In Jacksonville, FL, there is a high school named after the founder of the Ku Klux Klan, Nathan Bedford Forrest. The school was named that in 1959 in protest of public school integration, but times have progressed since, and a petition with over 150,000 signatures was submitted to the Duval County School Board requesting the name be changed.
Omotayo Richmond, parent of a student, started the petition.
“I don’t want my daughter, or any student, going to a school named under those circumstances,” said Richmond. “This is a bad look for Florida – with so much racial division in our state, renaming Forrest High would be a step toward healing.”
There was already one motion to change the name in 2008. However, school board members voted to keep the name in a 5-2 margin, but the five majority votes weren’t even board members, said Richmond.
Despite overwhelming support to change the school’s name, a chapter of the KKK has launched an effort to retain it. Last month, the Traditionalist American Knights of the Ku Klux Klan sent a letter to the county school board “asking them not to bow to pressure.” Some on the board thought the letter was a joke.
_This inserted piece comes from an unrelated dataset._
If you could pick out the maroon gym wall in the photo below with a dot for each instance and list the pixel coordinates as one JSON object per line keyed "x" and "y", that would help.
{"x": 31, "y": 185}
The letter sent by the KKK based its position on the argument that the media basically misconstrued the origin and founding of the group.
“Many say it was to deny the newly emancipated blacks of their rights, and I am sure that there were some men who embraced that concept, but the Klan was born primarily as a fraternity and quickly evolved into a group of vigilance to protect defenseless southerners from criminal activities perpetrated against them by Yankee carpet baggers, scalawags, and many bestial blacks and other criminal elements out of revenge or just taking part in criminal mischief,” stated the letter.
The KKK was only a “fraternity” for a very short time. It wasn’t long until the group took to harassing and terrorizing blacks and white Republicans with threats and violence. They didn’t protect from criminal acts, they instigated them.
In 1864, after the Union surrender at Fort Pillow, TN., Forrest is thought to have orchestrated the slaughter of captured black Union soldiers and white Union loyalists.
Despite historical fact, as well as lore, indicting Forrest of leading violence and war crimes, the KKK tried to claim that Richmond defamed Forrest’s character as one who “enslaved, slaughtered and disenfranchised blacks in America.”
Nathan Bedford Forrest High School in Jacksonville has a mostly black student population.